Connecting smart cities the smart way
By Michael Lok October 2, 2014
- Smart cities promise better and healthier urban environments
- WiFi ideal for creating smart city networks, but has challenges
INTEREST in connecting venues and vehicles is growing as more countries in the Asia Pacific region, one of the largest and fastest-growing urban regions in the world, invest in creating smart cities.
According to Navigant Research, annual smart city technology investment in Asia Pacific will almost quadruple by 2023, reaching US$11.3 billion.
India has recently announced that its plan to build a hundred smart cities, while Singapore has announced that it wants to be the world’s first Smart Nation underpinned by a Smart National Platform that brings together a nationwide sensor network and data analytics abilities.
Smart cities promise better and healthier urban environments through the adoption of city-based applications enabled by low-power, ruggedised environmental sensors and wireless connectivity.
A smart city can be run more efficiently than a traditional city as municipal authorities will be able to monitor more aspects of the city on real-time basis and respond accordingly. These include sensors that are able to send alerts when traffic or crowds are building up, or if there are malfunctions in the water or the electricity supply, and ensure that information services about city facilities that are always up to date.
Smart cities do not have to rely on static sensors, either. WiFi services are now increasingly common as part-free or paid services available in major venues such as airports and sports stadiums, and on public transport hubs in Asia.

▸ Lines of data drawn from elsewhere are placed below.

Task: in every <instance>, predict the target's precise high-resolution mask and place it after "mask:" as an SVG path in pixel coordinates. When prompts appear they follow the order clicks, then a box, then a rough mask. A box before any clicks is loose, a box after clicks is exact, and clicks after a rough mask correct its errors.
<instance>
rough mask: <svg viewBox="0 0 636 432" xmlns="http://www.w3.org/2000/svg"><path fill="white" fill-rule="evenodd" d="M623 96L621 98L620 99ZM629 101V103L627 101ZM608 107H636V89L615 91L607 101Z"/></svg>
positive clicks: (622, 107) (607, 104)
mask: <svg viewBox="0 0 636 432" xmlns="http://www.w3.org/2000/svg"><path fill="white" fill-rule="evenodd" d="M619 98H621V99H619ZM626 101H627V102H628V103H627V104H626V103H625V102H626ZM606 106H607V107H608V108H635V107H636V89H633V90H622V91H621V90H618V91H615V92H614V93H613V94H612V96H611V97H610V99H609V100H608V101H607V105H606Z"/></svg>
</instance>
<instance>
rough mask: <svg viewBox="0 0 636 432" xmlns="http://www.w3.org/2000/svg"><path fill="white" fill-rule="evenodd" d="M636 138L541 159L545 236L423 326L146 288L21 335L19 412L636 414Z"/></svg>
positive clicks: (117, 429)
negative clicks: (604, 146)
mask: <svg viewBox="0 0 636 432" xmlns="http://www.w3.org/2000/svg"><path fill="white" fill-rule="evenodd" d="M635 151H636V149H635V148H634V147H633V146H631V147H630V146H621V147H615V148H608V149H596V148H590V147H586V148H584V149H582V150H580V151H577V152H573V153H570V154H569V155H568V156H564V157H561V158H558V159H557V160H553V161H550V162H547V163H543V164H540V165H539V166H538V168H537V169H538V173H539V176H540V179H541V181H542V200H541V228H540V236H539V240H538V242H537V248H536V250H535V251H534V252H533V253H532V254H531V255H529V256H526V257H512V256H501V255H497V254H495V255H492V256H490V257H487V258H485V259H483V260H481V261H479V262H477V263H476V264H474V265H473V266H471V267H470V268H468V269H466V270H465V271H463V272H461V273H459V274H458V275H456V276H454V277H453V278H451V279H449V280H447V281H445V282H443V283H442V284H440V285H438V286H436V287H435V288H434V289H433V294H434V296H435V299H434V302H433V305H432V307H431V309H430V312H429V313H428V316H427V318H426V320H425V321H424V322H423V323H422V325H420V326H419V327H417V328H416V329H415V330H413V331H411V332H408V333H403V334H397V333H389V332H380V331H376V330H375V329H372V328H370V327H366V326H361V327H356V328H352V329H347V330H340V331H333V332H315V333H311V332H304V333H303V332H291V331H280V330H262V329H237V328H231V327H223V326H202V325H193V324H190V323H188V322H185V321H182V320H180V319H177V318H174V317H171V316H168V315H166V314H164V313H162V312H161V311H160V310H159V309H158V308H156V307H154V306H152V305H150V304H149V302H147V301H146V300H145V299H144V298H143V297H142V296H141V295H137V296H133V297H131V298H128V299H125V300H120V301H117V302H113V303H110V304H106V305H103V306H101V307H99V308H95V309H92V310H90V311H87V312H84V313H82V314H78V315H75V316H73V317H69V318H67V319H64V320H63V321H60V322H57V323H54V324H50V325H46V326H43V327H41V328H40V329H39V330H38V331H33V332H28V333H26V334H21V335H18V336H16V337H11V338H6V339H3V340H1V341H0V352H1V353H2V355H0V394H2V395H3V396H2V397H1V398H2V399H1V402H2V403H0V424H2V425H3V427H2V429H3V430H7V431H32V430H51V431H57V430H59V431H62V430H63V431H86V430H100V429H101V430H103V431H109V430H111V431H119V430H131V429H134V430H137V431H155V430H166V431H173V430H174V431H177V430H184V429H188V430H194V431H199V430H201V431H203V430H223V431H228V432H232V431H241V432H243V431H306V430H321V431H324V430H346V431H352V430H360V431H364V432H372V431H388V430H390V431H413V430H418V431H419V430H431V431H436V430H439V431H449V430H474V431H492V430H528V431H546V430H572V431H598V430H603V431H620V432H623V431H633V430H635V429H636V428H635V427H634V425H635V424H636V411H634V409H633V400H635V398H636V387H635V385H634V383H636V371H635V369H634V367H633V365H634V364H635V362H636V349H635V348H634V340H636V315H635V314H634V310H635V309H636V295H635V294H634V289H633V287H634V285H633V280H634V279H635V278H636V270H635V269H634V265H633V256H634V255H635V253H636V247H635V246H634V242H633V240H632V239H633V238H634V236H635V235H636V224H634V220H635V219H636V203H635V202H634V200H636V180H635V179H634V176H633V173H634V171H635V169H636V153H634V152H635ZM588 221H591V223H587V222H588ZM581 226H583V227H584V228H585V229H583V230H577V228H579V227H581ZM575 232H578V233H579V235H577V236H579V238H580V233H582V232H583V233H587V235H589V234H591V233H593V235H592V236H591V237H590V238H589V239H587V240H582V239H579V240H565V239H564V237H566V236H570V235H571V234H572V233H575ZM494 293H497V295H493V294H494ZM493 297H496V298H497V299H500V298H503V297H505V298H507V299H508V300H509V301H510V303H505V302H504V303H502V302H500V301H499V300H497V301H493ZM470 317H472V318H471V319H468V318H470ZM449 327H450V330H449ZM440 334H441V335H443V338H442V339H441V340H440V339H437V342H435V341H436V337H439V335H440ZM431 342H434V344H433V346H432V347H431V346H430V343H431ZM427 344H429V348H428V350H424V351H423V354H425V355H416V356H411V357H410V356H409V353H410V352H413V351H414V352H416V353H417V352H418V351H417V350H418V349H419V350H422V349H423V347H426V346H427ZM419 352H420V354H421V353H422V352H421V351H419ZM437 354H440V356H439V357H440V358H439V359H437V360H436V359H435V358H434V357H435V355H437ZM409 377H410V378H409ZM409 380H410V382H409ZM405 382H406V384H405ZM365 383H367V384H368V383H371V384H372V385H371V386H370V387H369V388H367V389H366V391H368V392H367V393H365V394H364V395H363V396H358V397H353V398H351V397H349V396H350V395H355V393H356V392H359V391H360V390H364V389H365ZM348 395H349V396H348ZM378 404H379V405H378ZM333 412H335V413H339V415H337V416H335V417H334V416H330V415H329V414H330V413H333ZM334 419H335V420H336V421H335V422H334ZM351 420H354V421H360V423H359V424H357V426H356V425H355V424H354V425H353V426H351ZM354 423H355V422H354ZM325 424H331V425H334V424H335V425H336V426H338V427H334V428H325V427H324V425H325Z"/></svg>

Ground transport operators are competing with airlines through offering WiFi services, which can already be enjoyed in trains and stations in Malaysia, Indonesia, Japan, and South Korea.
Most recently, free WiFi in selected Singapore mass rapid transit stations was announced in August 2014.
In many large Asian cities, millions of passengers may pass through multiple transport hubs such as airports, train and bus stations, and subway systems every day.
As smart mobile device ownership grows across the region, these passengers very often demand timely access to essential information such as the weather, air quality, public transportation situation, schedules and location-related guidance as they make use of these facilities.
WiFi is an ideal method for conveying such information, and would also support operational needs such as points-of-sale, shipping and logistics, digital signage and video security. Homeland security could also receive a boost from WiFi-based smart city initiatives.
WiFi could also provide a platform for new revenue-generating services. With 3G and 4G (Third and Fourth Generation) networks reaching peak capacities, WiFi is seen by many telecom operators as an effective alternative for offloading mobile data traffic for a variety of data-intensive applications, both from end-users and for smart cities.
Besides revenue-generation through WiFi access and 3G/ 4G offload, associated WiFi technologies could also bring about new revenue streams.
Technology is now available for accurate indoor location positioning, for example, which could track user footfall and indirectly interest in various locations, as well as enable delivery of targeted location-based advertisements.
Supporting WiFi in an existing environment can be very challenging from a wireless performance perspective, however.
One problem is that there is typically little or no existing networking infrastructure to build on, especially in structures that are decades old. Additionally, traditional WiFi technology does not function properly in many indoor situations, where thousands of people gather and access the WiFi networks.
Third, big fluctuations in user volumes or cargo density can occur over the course of the day, dramatically impacting network performance.
In the worst case scenario, WiFi exists but connections are unstable, leading to low user satisfaction and the inability to support critical applications.
Governments, municipal authorities and service providers looking to build wireless networks in a smart city context can now consider wireless LAN (local area network) infrastructure that can handle dense public environments.
They can consider WiFi access points with intelligent capabilities to connect a high density of smart devices, and band-steering technology can ensure the optimum connections for challenging environments, for example.
What’s more important, these smart city ready WiFi networks should, with built-in capabilities, be able to analyse locations of the citizens, and drill time and predict movement, so that they can plan resources accordingly.
Here is a list of questions to ask technology partners when considering WiFi implementations in a smart city setting:
- Is the solution proven?
- How many access points are required?
- How consistent is the coverage over the day, especially during peak hours?
- How good is network performance in locations with traditionally poor connectivity?
- How is peak demand handled in high density locations?
- Is the network easily managed?
- Can accurate location based services, voice over WLAN and similar revenue-generating applications be supported?
- How detailed are the analytics?
- Can the system be easily expanded with third party technology?
WiFi infrastructure that works well in dense public environments could benefit members of the public as well as industry, service providers, municipal authorities and the government. Technology providers must offer trials or other ways to test the equipment and survive stress tests.
When large numbers of citizens are involved, deploying the best technology to offer effective services creates a win-win situation for all.
Michael Lok is the South-East Asia managing director at Ruckus Wireless.